I think the bigger point here, for me at least, is the ripple effect that losing Max has had on every single part of our lives.  The Tsunami was his passing and the way that it happened so suddenly and shockingly in the midst of our lives having become completely centered around his existence.  Then huge waves that immediately started flowing from that impact (and continue to come at us) I've discussed ad naseum - they continue to knock me off my feet daily - grief, survivors guilt, meaninglessness, emptiness, abandonment.  I am always looking for the the BIG waves - worried about their impact. So worried, in fact, that I forget to look for the little ones.  But, the little waves throw me off balance hourly - the questions people ask, the silly things people post on their Facebook pages (I made the mistake of looking last week and I could literally go on and on about this one), the milestones that children "his age" are reaching without him, the words that come out of my own mouth when I least expect it.

There seems to be no end.  THIS is the new normal.  The new normal is making sure to always be on guard, to have your speech prepared, to know how you are going to handle a variety of situations that you used to be able to take for granted, to "put your best foot forward" even though it is mangled and non-functional.  It's anything but normal - this new normal of ours - still feeling all of the ripples, even on our "easiest" days.


Bianca said...

I am so sorry that you live with a new normal instead of being able to point to both your boys and say, "those two rug rats are ours." It is so ridiculously unfair to Max and Mo and you and Ted and all the people who love and miss Maxie so much. Just wanted to say that I know it's not the same, but I feel the ripples of Max not being here everyday and I know so many other people do too. He is so painfully missed. xoxo

jessica said...

I'm so sorry. Such an inadequate statement for how I feel for you guys. It is soul crushing. It is unfair. It is not the way that it's supposed to be. I am just so sorry that this is your "normal" and that you always have to be on guard with your hearts and souls. Mostly, I am just so sorry that Maxie is not here. It's not right. Thinking of you and your beautiful boy today, and always.

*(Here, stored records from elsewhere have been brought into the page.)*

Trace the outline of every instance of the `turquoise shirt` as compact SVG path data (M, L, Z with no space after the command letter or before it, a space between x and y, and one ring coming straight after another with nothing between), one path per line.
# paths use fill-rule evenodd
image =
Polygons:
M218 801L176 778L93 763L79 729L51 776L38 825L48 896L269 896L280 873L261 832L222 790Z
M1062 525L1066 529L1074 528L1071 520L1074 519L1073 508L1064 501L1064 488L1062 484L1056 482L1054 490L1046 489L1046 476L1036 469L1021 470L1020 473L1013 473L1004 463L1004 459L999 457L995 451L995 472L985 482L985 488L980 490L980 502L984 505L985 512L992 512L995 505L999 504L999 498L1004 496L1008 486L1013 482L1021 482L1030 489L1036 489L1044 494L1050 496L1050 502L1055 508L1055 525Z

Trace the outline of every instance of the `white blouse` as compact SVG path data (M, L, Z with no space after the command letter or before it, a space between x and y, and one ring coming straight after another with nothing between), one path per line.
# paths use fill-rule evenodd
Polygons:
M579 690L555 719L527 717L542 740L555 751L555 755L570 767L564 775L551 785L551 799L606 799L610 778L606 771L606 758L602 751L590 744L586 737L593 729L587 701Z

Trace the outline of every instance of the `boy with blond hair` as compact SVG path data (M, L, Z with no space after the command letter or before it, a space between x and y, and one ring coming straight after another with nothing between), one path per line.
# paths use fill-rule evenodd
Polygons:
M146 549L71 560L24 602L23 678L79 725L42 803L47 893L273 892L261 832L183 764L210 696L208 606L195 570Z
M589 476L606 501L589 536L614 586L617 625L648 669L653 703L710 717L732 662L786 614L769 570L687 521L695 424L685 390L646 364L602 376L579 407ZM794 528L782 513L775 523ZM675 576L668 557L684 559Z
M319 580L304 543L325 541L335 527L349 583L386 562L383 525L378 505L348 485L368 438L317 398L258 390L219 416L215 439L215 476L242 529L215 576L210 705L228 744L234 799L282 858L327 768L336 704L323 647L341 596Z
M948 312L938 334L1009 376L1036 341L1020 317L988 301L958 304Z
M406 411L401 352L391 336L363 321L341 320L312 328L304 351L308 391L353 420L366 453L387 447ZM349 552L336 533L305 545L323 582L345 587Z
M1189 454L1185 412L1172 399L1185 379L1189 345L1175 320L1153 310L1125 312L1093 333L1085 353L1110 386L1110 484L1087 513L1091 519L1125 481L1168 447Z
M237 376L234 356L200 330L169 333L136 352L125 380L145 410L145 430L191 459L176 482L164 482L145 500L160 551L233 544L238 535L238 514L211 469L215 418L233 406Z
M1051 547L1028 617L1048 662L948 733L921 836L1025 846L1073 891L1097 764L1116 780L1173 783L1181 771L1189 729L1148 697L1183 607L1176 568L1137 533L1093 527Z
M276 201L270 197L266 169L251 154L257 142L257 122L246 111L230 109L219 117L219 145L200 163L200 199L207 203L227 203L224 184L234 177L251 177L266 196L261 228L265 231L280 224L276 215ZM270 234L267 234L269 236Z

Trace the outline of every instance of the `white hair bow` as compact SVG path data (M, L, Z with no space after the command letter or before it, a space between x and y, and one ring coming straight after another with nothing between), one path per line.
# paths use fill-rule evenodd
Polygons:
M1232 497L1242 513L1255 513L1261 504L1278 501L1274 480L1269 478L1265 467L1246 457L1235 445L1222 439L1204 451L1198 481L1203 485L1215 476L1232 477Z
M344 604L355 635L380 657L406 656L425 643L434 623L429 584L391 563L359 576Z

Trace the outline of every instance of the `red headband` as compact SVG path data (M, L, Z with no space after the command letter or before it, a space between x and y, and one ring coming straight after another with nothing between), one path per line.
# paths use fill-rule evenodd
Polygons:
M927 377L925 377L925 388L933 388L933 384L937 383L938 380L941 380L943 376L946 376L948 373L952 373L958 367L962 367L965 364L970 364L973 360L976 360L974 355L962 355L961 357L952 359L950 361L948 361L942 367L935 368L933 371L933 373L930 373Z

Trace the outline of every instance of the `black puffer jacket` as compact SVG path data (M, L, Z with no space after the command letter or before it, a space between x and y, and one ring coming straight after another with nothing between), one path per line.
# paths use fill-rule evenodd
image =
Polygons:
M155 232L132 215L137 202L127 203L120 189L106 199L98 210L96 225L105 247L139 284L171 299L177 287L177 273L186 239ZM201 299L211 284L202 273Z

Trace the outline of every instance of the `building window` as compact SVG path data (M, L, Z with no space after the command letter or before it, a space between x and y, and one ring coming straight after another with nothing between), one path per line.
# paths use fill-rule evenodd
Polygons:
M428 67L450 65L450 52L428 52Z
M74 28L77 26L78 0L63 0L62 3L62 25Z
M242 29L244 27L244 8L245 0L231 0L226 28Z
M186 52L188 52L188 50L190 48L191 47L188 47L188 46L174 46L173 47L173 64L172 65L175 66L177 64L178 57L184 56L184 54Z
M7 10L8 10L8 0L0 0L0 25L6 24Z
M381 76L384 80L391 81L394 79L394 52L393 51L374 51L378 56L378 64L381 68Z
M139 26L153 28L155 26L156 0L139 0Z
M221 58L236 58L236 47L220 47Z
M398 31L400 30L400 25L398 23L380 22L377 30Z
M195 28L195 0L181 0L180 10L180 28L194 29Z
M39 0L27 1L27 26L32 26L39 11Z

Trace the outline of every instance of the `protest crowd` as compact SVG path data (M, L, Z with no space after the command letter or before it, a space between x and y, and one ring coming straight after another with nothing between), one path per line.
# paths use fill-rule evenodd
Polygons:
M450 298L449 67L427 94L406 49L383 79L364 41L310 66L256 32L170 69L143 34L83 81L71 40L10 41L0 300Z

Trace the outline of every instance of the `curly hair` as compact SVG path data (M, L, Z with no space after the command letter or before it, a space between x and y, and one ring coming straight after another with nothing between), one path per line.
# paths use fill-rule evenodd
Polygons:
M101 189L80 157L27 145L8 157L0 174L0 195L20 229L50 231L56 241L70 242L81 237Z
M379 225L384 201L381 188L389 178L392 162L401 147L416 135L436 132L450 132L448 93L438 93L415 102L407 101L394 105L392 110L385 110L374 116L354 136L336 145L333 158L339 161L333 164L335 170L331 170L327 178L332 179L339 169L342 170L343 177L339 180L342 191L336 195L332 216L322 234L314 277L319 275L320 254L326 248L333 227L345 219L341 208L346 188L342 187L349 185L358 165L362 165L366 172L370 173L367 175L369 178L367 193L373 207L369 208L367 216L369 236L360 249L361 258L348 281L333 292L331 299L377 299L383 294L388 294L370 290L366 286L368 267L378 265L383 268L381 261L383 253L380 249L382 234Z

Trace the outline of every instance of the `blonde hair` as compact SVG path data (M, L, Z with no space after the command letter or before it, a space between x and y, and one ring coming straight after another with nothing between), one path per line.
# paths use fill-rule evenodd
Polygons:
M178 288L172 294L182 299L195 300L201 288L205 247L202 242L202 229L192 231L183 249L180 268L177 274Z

Love you. xo

emily said...

"The new normal is making sure to always be on guard, to have your speech prepared, to know how you are going to handle a variety of situations that you used to be able to take for granted"--Yes, this! All. The. Time.

Em said...

I totally get this post. How the little waves smack you in the back when you're scanning the horizon for the big ones. oh yes.

I do want to say that I couldn't read your blog when I first found it because you got Mo so quickly and we had to wait 'so long' (not long at all in the grand scheme of things) for Nathan. I'm so glad I follow you now. Max and Eva were so close in age. I wish I had been following in the early days but there you go...nothing is ever right is it. Thinking of you Abby as you swim in the waves.